Por isso, comprar de segunda mão geralmente se resume a um jogo de paciência (e a um terror para o cidadão com rinite). Os estabelecimentos acumulam um estoque razoável de peças, que ficam dispostas sem muita coesão ou coerência. É quase como se, para consumir roupas a um preço mais acessível, fosse preciso passar pelo Purgatório da Moda.
Para quem está acostumado com a aventura dos brechós tradicionais, a Dig For Fashion, criada pela paranaense Mariza Oliveira, é uma lufada de ar fresco. A proposta da empresa é tornar a experiência do garimpo de roupas mais palatável — sem pesar a mão na hora dos preços (como acontece em alguns brechós mais gourmetizados).
A rede nasceu em 2019. A história, no entanto, começou bem antes, na garagem da empreendedora.
“A Mari, que compra roupas”
Formada em administração, Mariza e uma amiga trabalhavam em um banco desde a graduação, e, no meio tempo, cultivavam um blog sobre brechós em Maringá (PR), sua cidade natal.
Ambas fizeram uma viagem de lazer aos Estados Unidos em 2014. Com o dólar a R$ 2, as malas voltaram com uma quantidade significativa de roupas novas. “A gente percebeu depois que tinha errado um pouco na dosagem”, ela brinca. Sem armário para tanta peça, a solução foi montar um bazar de garagem.
E foi um sucesso. A partir daí, Mariza decidiu que continuaria a vender roupas de segunda mão, sem largar o emprego no banco.
Para realizar os bazares, ela e a amiga começaram a comprar roupas usadas em Maringá. Mariza conta que, no início, eram peças de seus colegas de trabalho. “Conversei com as pessoas que trabalhavam no banco comigo e muitas tinham roupas das quais queriam desapegar.” Em pouco tempo ela passou a ser conhecida na cidade como a “Mari, que compra roupas”.
O projeto era amador. “As peças ficavam na garagem, o provador era o banheiro de casa. Meu pai controlava a entrada, minha mãe me ajudava com a clientela, o namorado da minha sócia na época, que sempre foi bom com finanças, era o caixa”, relembra.
Foram mais cinco bazares de garagem até o negócio virar CNPJ, em 2017. Foi preciso R$ 150 mil iniciais para transformar os bazares em algo permanente. E assim nasceu a marca Dig For Fashion.
Mas o modelo de negócio atual (do qual falaremos melhor adiante) ainda não estava consolidado. O que acontecia eram bazares em espaços temporários, de um fim de semana. Mariza acumulava uma quantidade de produtos, promovia sua feirinha, então esperava três a quatro meses para reabastecer o estoque e promover outro. Eles ocorreram nesse molde de 2017 a 2019, e atraíram mais de 5 mil pessoas.
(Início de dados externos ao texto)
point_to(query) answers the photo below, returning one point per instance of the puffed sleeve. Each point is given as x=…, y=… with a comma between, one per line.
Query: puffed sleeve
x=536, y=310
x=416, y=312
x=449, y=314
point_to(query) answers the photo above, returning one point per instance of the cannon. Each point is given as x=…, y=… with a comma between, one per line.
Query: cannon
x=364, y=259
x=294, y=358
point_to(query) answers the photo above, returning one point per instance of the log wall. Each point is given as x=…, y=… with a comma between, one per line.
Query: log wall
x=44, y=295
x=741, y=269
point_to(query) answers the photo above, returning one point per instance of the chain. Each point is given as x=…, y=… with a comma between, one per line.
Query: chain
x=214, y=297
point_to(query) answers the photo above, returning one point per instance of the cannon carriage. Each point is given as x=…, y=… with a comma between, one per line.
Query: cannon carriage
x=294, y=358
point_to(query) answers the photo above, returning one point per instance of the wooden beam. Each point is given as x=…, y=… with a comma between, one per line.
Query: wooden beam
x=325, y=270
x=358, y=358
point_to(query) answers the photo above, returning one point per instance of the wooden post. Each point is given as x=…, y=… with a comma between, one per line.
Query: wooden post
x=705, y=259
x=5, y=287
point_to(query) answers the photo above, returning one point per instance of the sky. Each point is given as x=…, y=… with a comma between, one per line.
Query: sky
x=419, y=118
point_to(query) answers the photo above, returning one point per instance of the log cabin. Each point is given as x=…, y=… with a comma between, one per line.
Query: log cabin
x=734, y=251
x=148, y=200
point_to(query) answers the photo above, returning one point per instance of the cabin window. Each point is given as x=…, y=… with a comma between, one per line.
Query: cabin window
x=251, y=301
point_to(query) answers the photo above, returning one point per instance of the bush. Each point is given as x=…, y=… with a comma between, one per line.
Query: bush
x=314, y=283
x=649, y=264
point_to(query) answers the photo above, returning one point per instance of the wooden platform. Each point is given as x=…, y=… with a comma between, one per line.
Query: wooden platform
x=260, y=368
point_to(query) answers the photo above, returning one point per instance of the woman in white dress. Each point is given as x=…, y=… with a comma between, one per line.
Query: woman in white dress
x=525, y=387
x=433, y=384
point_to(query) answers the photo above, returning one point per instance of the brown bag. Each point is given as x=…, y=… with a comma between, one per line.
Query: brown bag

No começo de 2019, ela sentiu que dava para abrir um ponto fixo, e alugou um espaço em frente ao Parque do Ingá, em Maringá. Era a primeira loja oficial da Dig.
Nessa época, Mariza continuava trabalhando no banco — a empresa, portanto, era uma fonte secundária de renda. A meta era conseguir em torno de R$ 5 mil por mês; o suficiente para pagar o aluguel e os seis funcionários que empregava: um que etiquetava as peças e outros cinco que iam às casas da região comprando peças de desapego, para revendê-las nos bazares.
Dois meses depois, a loja tinha faturado R$ 9 mil. Em junho, quatro meses depois, R$ 11 mil — mais que o dobro do esperado. Em outubro, Mariza percebeu que conseguiria viver apenas com a Dig for Fashion e, após 5 anos de dupla jornada, saiu do banco para focar totalmente no empreendimento.
E a pandemia?
No começo de 2020, ela abriu a segunda loja — em Ponta Grossa (PR). Então veio o período de lockdowns, mas o negócio sobreviveu bem. Em parte porque o mercado de brechós se expandiu durante a pandemia. Entre o primeiro semestre de 2020 e 2021, houve um crescimento de quase 50% na abertura de estabelecimentos que comercializam produtos de segunda mão, de acordo com um levantamento do Sebrae com base em dados da Receita Federal – provavelmente por conta do aumento do desemprego à época.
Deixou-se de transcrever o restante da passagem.